Renk’s Record Backlog Meets a Jittery Market as Defence Conferences Offer a Litmus Test
20.06.2026 - 16:15:04 | boerse-global.de
The Renk Group is living a tale of two realities. On one side, its order books are groaning under a record intake of €582 million in the first quarter, pushing the total backlog to nearly €7 billion. On the other, the stock has slumped by more than 13% since the start of the year and sits roughly 17% below its 200-day moving average. The gap between operational firepower and market sentiment has rarely been wider.
A string of investor events in the coming days could determine whether that gap begins to close. Renk’s management is due to appear at the DB Defence Conference in London on Monday, followed by a presentation in Baden-Baden two days later. The focus will be less on strategic ambition and more on execution: how the company plans to convert its mountainous order book into revenue and, crucially, into margin expansion.
The numbers from the first quarter show steady progress. Revenue edged up to around €284 million, while adjusted operating profit rose by a double-digit percentage to €42 million, yielding a margin of 15%. The vehicle driveline segment, a key growth driver, is expected to ramp up deliveries significantly in the second half of the year. For the full year, management has reiterated guidance for revenue above €1.5 billion, with existing contracts already covering more than 90% of that target.
Should investors sell immediately? Or is it worth buying Renk?
Optimism among analysts remains intact, at least at the price-target level.

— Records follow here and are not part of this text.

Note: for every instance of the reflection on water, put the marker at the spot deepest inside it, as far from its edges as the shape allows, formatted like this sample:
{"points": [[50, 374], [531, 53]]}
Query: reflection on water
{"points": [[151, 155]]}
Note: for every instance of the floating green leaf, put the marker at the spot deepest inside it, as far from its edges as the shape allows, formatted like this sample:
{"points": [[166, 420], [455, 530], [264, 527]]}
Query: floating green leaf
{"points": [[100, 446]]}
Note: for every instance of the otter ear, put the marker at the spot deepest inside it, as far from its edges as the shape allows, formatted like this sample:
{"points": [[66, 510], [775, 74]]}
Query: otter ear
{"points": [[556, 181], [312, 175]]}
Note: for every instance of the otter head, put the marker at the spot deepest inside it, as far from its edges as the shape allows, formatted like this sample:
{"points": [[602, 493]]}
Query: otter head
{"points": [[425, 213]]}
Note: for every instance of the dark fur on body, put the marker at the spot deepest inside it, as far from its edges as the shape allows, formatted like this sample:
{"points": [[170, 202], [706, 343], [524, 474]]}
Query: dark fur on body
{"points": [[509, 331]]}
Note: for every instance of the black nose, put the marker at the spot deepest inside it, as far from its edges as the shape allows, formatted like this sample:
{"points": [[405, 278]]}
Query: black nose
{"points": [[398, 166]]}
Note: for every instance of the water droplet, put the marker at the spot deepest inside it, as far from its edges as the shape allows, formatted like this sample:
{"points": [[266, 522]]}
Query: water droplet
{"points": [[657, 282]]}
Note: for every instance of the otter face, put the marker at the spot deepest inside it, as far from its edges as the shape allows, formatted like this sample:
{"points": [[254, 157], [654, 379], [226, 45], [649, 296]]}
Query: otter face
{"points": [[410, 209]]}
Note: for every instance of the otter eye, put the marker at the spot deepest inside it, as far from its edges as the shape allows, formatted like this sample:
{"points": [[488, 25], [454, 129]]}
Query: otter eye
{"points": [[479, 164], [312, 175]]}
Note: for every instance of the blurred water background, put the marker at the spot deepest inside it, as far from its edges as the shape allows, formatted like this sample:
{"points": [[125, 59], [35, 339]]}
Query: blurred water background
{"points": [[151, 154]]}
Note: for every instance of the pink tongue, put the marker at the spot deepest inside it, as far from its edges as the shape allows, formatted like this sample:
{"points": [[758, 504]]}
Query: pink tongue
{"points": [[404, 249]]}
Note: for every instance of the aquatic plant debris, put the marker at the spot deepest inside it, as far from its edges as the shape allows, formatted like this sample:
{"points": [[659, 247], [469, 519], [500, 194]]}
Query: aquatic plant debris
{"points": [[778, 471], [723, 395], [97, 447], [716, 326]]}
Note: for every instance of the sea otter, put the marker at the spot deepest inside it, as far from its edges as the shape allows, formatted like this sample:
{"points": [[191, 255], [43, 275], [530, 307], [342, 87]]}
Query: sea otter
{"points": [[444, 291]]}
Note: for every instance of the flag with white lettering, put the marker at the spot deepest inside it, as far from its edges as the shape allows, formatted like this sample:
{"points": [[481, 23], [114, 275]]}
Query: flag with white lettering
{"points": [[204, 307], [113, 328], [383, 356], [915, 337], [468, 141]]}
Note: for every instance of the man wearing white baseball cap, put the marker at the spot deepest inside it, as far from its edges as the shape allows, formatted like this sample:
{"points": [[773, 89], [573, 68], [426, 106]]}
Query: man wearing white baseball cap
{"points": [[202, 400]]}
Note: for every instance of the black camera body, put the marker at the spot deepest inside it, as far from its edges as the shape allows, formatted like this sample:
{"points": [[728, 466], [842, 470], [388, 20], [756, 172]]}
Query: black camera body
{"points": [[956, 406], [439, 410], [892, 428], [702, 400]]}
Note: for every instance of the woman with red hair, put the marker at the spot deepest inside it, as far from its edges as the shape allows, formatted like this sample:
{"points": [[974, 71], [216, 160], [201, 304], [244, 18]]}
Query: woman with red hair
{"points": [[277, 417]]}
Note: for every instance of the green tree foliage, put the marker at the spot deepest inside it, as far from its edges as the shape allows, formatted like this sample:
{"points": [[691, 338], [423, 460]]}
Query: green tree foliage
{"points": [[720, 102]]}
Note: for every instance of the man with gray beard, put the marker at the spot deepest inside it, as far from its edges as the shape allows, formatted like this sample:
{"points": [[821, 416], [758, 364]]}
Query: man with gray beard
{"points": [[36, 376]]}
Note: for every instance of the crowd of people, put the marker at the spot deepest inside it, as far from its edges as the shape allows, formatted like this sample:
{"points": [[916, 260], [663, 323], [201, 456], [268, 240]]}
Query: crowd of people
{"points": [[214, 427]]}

Berenberg reaffirmed its buy recommendation and a €72 target last week after attending the Eurosatory defence exhibition in Paris. The bank’s team held constructive talks with Renk’s leadership and came away confident about the company’s positioning as a supplier of critical drive systems in a buoyant global market. Yet the stock closed Friday at just €47.95, up 2.4% on the day — a flicker of light, but hardly a rally.
Political tailwinds are also gathering pace. European Union governments are discussing joint defence financing and regulatory simplification, aiming to boost military readiness by 2030. The NATO summit in Ankara in early July will push further for higher defence spending and expanded industrial capacity. These macro forces should, in theory, benefit Renk, but so far they have not translated into sustained buying pressure.
Technically, the chart remains fragile. The share price continues to trade below key medium-term moving averages. The 50-day line still lies above the current level, and the gap to the 200-day average is almost 17%. On the downside, the year’s low of €42.12 marks the most important support zone. A failure of management to deliver convincing detail on supply chains and margins at this week’s conferences could trigger a retest of that floor.
The next hard catalyst is pencilled in for 6 August, when Renk will release its second-quarter results. Analysts currently forecast full-year earnings of €1.73 per share. If the company can hit that mark, Berenberg’s €72 target — still 50% above the current price — would begin to look less like a distant ambition. But for now, the market is waiting for proof that the record backlog can be turned into visible profit, not just a headline number.